Lieder Lieder und Gesänge op. 32 ; Lieder nach Gedichten von Heinrich Heine ; Vier ernste Gesänge op. 121 Christoph Eschenbach (piano)
1 CD Harmonia Mundi HMC 902174
La photographie sur la pochette du disque Harmonia Mundi, gravé en studio, en avril 2013 et décembre 2015, est vraiment peu avenante, voire lugubre. Mais, au moins, elle a le mérite de bien annoncer ce que l’on va trouver dans cet assemblage de mélancoliques inspirations brahmsiennes.
À commencer par les crépusculaires Lieder und Gesänge op. 32, où voix et piano semblent irrésistiblement attirés vers leurs résonances les plus graves, comme par un gouffre de résignation sombre. On sait à quel point Matthias Goerne peut exceller dans ces ambiances-là, en jouant sur la palette infinie des changements de couleur et de grain d’un timbre toujours légèrement voilé, et que Christoph Eschenbach reste l’accompagnateur idéal pour de tels moments d’introspection.

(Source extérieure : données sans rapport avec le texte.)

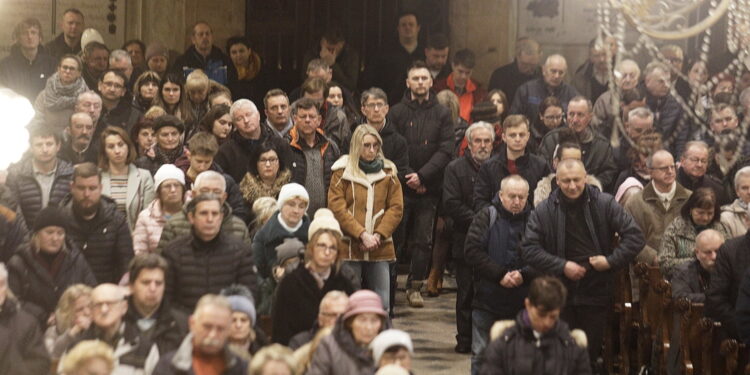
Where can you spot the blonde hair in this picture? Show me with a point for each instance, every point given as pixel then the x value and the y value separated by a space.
pixel 273 353
pixel 355 147
pixel 65 311
pixel 84 352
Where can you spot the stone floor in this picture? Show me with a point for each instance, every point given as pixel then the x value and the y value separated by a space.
pixel 433 331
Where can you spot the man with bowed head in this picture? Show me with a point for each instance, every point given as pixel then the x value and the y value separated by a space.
pixel 572 235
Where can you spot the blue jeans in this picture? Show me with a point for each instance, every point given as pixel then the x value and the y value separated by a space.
pixel 376 277
pixel 481 323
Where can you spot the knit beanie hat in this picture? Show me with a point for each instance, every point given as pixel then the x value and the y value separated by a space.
pixel 48 217
pixel 241 300
pixel 290 191
pixel 364 301
pixel 156 49
pixel 388 339
pixel 392 369
pixel 485 111
pixel 166 172
pixel 90 35
pixel 323 220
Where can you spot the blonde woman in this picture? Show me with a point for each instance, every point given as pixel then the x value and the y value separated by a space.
pixel 365 197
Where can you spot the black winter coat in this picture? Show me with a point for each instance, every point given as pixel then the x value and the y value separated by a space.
pixel 544 243
pixel 428 130
pixel 197 268
pixel 395 149
pixel 493 252
pixel 105 240
pixel 516 351
pixel 24 77
pixel 27 191
pixel 22 350
pixel 13 233
pixel 531 167
pixel 36 288
pixel 732 262
pixel 597 156
pixel 298 299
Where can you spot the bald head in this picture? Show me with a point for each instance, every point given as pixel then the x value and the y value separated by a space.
pixel 707 244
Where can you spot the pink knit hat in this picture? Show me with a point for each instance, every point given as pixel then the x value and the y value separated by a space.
pixel 364 301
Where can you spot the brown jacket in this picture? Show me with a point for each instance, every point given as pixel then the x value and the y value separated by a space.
pixel 372 203
pixel 653 219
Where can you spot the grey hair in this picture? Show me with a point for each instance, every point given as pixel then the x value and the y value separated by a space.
pixel 119 55
pixel 479 125
pixel 333 295
pixel 205 176
pixel 641 112
pixel 513 178
pixel 743 172
pixel 242 103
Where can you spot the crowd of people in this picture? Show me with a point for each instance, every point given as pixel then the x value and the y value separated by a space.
pixel 157 226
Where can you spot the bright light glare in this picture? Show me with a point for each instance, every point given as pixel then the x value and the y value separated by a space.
pixel 17 112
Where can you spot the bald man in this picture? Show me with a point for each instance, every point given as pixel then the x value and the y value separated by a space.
pixel 572 235
pixel 531 94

Le miracle est qu’ici, toutes ces recherches ne nuisent jamais à l’avancée du discours, qui garde son tranquille naturel. D’ambiances tamisées en résonances sourdes, la progression de cet opus 32 se construit ainsi jusqu’aux tonalités plus détendues des trois dernières pièces du recueil, où la voix se pare d’inflexions de plus en plus suaves, alors même que le piano s’illumine d’un lyrisme éperdu.
Le miracle se répète encore, par deux fois, dans les premiers lieder de l’opus 85 : l’ineffable balancement de Sommerabend, suivi de miraculeux entrelacs dolcissimo de la main droite et du chant dans Mondenschein… Quels fabuleux moments !

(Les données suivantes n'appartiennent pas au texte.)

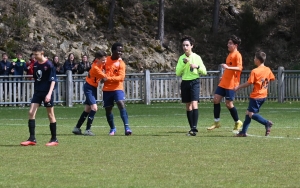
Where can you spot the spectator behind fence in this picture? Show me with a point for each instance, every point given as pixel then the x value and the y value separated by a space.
pixel 5 67
pixel 30 64
pixel 59 70
pixel 18 65
pixel 70 64
pixel 58 65
pixel 84 65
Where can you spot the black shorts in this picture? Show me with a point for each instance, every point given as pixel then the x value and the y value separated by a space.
pixel 190 90
pixel 39 97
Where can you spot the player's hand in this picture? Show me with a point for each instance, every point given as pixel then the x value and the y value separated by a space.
pixel 224 66
pixel 103 80
pixel 185 60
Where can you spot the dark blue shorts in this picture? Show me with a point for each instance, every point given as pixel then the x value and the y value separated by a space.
pixel 90 94
pixel 229 94
pixel 109 97
pixel 39 97
pixel 190 90
pixel 255 104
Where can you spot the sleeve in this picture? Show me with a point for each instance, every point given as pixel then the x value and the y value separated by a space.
pixel 251 78
pixel 80 68
pixel 180 66
pixel 61 70
pixel 121 73
pixel 202 68
pixel 271 75
pixel 52 75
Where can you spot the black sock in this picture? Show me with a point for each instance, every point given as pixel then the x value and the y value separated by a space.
pixel 53 131
pixel 90 119
pixel 82 119
pixel 234 114
pixel 217 110
pixel 189 115
pixel 31 127
pixel 195 118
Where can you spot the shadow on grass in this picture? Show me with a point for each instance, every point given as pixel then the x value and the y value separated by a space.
pixel 10 145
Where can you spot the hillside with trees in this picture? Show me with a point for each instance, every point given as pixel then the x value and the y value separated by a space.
pixel 151 29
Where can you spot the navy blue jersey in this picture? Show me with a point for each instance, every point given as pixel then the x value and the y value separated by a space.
pixel 43 75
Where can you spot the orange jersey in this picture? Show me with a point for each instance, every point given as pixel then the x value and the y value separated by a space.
pixel 115 71
pixel 95 75
pixel 260 78
pixel 231 78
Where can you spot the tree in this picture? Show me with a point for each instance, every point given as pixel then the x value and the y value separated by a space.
pixel 216 16
pixel 111 14
pixel 161 21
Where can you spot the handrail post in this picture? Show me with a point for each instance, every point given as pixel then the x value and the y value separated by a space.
pixel 69 89
pixel 147 83
pixel 281 94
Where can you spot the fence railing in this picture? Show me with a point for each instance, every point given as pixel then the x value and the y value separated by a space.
pixel 145 87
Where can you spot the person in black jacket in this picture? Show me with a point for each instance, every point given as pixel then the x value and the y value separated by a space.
pixel 84 65
pixel 70 64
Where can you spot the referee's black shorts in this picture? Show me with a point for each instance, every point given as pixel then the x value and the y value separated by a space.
pixel 190 90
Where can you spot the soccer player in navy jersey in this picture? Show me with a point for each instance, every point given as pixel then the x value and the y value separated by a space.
pixel 44 75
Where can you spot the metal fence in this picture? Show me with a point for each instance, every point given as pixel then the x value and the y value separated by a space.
pixel 145 87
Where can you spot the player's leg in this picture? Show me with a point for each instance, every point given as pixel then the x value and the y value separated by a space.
pixel 219 94
pixel 230 94
pixel 119 97
pixel 108 100
pixel 257 117
pixel 91 109
pixel 83 116
pixel 185 88
pixel 51 116
pixel 195 90
pixel 246 124
pixel 35 103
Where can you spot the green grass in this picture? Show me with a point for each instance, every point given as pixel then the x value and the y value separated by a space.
pixel 158 154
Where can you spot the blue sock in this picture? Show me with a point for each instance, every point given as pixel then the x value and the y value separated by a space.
pixel 90 119
pixel 110 120
pixel 259 119
pixel 82 119
pixel 217 110
pixel 124 117
pixel 189 115
pixel 195 118
pixel 234 114
pixel 246 124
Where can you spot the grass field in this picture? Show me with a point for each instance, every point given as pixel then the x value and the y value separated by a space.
pixel 158 154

En fin de programme seulement, et comme une issue possible après tant de souffrances contenues, les Vier ernste Gesänge, sereines plages de religiosité où Brahms médite sur sa vie, désormais pour l’essentiel passée, et sur trop d’amis récemment disparus. Là encore, une version de référence (quelles sublimes gradations dans O Tod, wie bitter bist du !), de par l’osmose parfaite atteinte par deux tempéraments artistiques hors du commun.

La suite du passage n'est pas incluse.